According to a new report, the final exploitation of seniors is a significant problem in today’s society. A study by MetLife Mature Market Institute and the National Committee for the Prevention of Elder Abuse put the dollar amount of losses caused by financial exploitation of seniors at $2.9 billion in 2010. A recent example cited in the report involves a live-in caretaker removing $3,360 per week from the brokerage account of a 103-year-old. The caretaker was also giving herself an annual salary of $165,000. Fortunately, those in charge of administering the estates and affairs of elderly loved ones can take certain steps and use some helpful tools to prevent abuse, including in elderly estate planning.

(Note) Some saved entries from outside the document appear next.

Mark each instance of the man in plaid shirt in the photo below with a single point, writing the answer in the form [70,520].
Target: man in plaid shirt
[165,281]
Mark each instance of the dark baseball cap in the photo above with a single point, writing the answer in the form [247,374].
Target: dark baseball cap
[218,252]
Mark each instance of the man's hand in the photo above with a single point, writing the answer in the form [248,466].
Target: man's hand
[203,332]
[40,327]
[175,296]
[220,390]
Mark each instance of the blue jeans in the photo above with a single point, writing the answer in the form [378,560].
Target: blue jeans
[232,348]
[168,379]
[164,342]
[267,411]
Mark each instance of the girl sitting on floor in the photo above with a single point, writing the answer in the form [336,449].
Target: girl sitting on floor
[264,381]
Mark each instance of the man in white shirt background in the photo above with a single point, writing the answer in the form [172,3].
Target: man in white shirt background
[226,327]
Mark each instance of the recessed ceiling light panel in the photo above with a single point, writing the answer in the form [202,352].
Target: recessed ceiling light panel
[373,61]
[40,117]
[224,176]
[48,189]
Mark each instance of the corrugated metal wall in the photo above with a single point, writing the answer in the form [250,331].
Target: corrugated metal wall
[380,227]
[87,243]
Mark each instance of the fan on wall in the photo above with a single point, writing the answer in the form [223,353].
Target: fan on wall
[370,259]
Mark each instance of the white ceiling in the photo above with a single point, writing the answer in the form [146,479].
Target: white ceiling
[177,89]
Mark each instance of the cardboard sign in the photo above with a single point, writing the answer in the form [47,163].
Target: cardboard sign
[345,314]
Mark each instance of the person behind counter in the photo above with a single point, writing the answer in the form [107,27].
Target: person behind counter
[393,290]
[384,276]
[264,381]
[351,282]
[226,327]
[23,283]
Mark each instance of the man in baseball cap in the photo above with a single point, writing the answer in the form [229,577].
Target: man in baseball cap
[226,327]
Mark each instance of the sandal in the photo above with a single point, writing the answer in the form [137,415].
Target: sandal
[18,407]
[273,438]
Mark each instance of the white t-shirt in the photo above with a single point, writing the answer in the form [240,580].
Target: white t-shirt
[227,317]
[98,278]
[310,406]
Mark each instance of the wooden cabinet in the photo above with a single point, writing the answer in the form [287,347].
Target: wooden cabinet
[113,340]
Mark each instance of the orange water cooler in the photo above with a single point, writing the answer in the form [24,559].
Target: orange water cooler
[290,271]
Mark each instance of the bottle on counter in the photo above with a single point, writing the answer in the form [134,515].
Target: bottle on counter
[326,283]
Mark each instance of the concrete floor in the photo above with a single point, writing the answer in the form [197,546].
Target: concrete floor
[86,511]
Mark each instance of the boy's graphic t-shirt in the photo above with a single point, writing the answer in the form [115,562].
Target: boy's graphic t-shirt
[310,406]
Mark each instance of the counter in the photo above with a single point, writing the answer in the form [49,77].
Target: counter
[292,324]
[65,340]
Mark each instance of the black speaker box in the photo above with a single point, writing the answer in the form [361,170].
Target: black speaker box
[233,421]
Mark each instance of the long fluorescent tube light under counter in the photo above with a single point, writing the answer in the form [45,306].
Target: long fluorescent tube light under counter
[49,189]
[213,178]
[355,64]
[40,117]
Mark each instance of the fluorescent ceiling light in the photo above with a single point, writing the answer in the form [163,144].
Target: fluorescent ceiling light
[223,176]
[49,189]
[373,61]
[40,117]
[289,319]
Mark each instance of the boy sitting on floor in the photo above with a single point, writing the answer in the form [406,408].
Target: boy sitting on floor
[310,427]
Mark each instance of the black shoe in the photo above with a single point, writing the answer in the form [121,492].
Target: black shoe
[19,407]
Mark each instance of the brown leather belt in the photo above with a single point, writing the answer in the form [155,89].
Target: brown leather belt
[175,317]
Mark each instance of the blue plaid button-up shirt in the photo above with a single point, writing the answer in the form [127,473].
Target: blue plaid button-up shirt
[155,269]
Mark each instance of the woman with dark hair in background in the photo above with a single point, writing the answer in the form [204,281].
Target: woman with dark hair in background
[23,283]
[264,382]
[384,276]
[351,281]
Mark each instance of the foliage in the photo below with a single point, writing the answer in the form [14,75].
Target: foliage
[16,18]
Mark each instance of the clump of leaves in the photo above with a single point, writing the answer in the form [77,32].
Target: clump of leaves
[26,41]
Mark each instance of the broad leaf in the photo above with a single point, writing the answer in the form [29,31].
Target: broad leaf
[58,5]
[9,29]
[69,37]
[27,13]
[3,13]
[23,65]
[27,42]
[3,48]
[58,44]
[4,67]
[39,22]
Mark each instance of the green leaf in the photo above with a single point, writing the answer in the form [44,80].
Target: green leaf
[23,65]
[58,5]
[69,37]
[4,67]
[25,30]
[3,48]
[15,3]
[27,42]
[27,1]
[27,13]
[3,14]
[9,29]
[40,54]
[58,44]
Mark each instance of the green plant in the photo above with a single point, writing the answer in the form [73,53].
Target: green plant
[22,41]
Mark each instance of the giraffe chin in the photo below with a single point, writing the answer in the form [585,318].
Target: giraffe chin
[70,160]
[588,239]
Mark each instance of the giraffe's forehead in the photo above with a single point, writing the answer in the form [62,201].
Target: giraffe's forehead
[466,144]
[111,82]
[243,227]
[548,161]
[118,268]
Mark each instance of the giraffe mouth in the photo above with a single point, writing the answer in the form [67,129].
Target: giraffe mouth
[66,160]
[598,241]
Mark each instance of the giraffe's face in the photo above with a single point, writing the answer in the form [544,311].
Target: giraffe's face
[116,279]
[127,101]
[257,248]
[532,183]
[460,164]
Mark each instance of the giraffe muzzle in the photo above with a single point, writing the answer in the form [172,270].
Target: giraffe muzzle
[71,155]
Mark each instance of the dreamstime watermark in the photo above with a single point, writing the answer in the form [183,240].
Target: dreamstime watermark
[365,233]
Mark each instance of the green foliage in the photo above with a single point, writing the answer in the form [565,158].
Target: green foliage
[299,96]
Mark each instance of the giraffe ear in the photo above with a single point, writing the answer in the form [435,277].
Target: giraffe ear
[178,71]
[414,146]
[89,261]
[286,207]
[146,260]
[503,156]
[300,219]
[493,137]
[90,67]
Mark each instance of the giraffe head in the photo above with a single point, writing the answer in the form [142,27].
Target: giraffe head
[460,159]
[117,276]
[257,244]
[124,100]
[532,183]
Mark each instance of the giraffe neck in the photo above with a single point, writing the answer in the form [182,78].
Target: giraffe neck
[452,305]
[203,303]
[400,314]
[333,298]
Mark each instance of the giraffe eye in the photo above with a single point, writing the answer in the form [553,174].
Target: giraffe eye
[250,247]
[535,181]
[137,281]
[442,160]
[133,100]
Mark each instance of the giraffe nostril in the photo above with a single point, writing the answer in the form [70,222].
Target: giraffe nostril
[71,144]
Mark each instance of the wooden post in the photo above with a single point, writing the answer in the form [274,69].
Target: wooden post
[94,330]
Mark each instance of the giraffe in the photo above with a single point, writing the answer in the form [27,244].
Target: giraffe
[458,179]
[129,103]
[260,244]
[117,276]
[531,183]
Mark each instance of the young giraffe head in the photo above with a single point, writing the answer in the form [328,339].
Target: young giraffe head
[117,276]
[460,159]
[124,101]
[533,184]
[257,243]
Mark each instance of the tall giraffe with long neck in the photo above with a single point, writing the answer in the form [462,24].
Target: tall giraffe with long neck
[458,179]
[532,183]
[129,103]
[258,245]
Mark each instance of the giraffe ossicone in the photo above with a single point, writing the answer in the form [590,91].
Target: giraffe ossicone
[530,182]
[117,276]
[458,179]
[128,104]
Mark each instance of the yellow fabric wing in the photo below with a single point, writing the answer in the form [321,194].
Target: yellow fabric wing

Fiduciaries who are in charge of managing these assets may be the trustee of a living trust under an elderly estate plan, the agent under a financial power of attorney, a court-appointed guardian or conservator, or a government appointee for handling income, such as veterans’ benefits. As part of the report, the following are suggestions for ways to keep these assets safe if you serve as a fiduciary over the affairs of a senior:
- Keep accurate and up-to-date records. This includes tracking all of the money that you receive and spend, and the dates on which the transactions occurred.
- Store checkbooks and accounting records in a safe place.
- Avoid conflicts of interest by keeping your own money separate from the funds that you are overseeing.
- Ensure that your loved one has a valid estate plan, including all ancillary documents. Consider using an Anaheim living trust for even better safeguards of the assets of your loved one.
- Report any suspected financial abuse right away.